Le professeur McGorry est psychiatre, enseignant et chercheur à l’université de Melbourne. Ses travaux ont permis une meilleure prise en compte de la santé mentale des jeunes dans le monde entier. Il est le fondateur et le rédacteur en chef de la revue Early Intervention in Psychiatry. Son principal objectif est de réformer l’offre de soin dans le domaine de la santé mentale mais aussi les politiques sociales afin de permettre aux personnes concernées d’être prises en compte équitablement et réussir leur vie.
Le professeur McGorry a mené un plaidoyer ayant abouti en 2005 à la création par le gouvernement australien de la Fondation nationale pour la santé mentale des jeunes. Elle est devenue Headspace en 2006.
Il a été élu en 2010 « Australien de l’année » et a été décoré de l’Ordre d’Australie.
Il a joué un rôle essentiel de défenseur et de conseiller auprès du gouvernement et de la réforme du système de santé en Australie et dans de nombreuses régions du monde.
En 2013, il a reçu le prix annuel de recherche de la National Alliance for the Mentally Ill à Washington DC et en 2016, il est devenu le premier psychiatre à être élu membre de l’Académie australienne des sciences.
En 2018, il a reçu le Schizophrenia International Research Society Lifetime Achievement Award et en 2019, le Humanitarian Award de la Society of Biological Psychiatry.
Patrick McGorry est le directeur exécutif d’Orygen. Il est notamment en charge du plan stratégique et des activités de l’établissement.
Le professeur Franck Nicolas a pu échanger avec lui autour de ce qu’il a développé.

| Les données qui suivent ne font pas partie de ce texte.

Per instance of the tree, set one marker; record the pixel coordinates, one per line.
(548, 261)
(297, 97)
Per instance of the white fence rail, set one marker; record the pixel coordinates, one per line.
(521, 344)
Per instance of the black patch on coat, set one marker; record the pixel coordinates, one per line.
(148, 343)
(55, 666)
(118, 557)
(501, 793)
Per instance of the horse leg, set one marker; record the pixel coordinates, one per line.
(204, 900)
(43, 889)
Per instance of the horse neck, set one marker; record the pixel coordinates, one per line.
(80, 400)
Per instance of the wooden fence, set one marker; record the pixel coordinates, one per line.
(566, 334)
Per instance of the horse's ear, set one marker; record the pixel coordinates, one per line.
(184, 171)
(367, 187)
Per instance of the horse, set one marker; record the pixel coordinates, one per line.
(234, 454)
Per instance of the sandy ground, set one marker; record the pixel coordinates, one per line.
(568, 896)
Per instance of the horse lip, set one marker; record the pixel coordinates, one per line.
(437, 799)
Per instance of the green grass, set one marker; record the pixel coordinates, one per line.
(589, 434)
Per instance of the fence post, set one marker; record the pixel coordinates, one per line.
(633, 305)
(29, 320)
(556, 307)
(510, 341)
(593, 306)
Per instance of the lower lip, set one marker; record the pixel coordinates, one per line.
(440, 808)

Dans cet entretien, il est notamment question de l’organisation de la psychiatrie en Australie. Le professeur McGorry a transformé l’offre de soins dans le domaine de la psychiatrie en s’appuyant sur la réorganisation des soins primaires. La frontière entre les soins destinés aux adolescents et ceux qui sont proposés aux adultes est passée de 18 à 25 ans.
En effet, selon le professeur McGorry, à 18 ans les jeunes sont en pleine évolution ; ils ne sont pas encore complétement matures ni indépendants. La période qui va de 12 à 25 ans est propice au développement de nombreux troubles psychiatriques, d’où la volonté de ne pas générer de rupture de soins à 18 ans. Une douzaine de pays ont adopté une plateforme de soins primaires de même nature que l’Australie, notamment l’Irlande et les Pays-Bas.
Selon Patrick McGorry un certain nombre de raisons peuvent contribuer aux angoisses des jeunes d’aujourd’hui, notamment des difficultés relationnelles, une peur de l’avenir, de l’échec, les questions environnementales et notamment la dégradation du climat, les facteurs économiques, la crise du logement, etc.
La question du lien entre les structures résidentielles et les équipes spécialisées a aussi été abordée dans l’interview. Au cours de leur parcours de soins, les jeunes confrontés à un premier épisode de psychose se rendent dans des lieux de vie comme Headspace. 20 à 30 % des jeunes se rendant dans un lieu de vie présenteraient déjà un haut risque de psychose. Or ce lieu propose outre un accueil, des évaluations et des prises en charge. Il est accueillant et convivial pour les jeunes dans le doute. Il permet une entrée en matière progressive, « en douceur ». La mise en place d’un lieu comme celui-ci permet d’anticiper des situations risquées ou délicates pour les jeunes atteints de psychose se rendant habituellement trop tardivement dans un service de soin.
Les jeunes ont contribué à la conception des activités d’Headspace et d’Orygen et ils sont sollicités quant à leur évolution. En pratique, ils participent aux structures consultatives qui ont été mises en place au sein des espaces de vie. Les conseils d’administrations, les services, la recherche, les groupes consultatifs nationaux comprennent ainsi des jeunes, dont l’avis constituent une force.
L’institut Orygen adresse au gouvernement des préconisations en faveur de la santé mentale des jeunes. Les transformations attendues comprennent notamment une modernisation de l’organisation sociale. Orygen contribue à l’amélioration des dispositifs de prises en charge, de telle sorte qu’ils promeuvent le rétablissement et permettent aux personnes accompagnées d’accéder à une vie épanouissante et pleine de sens.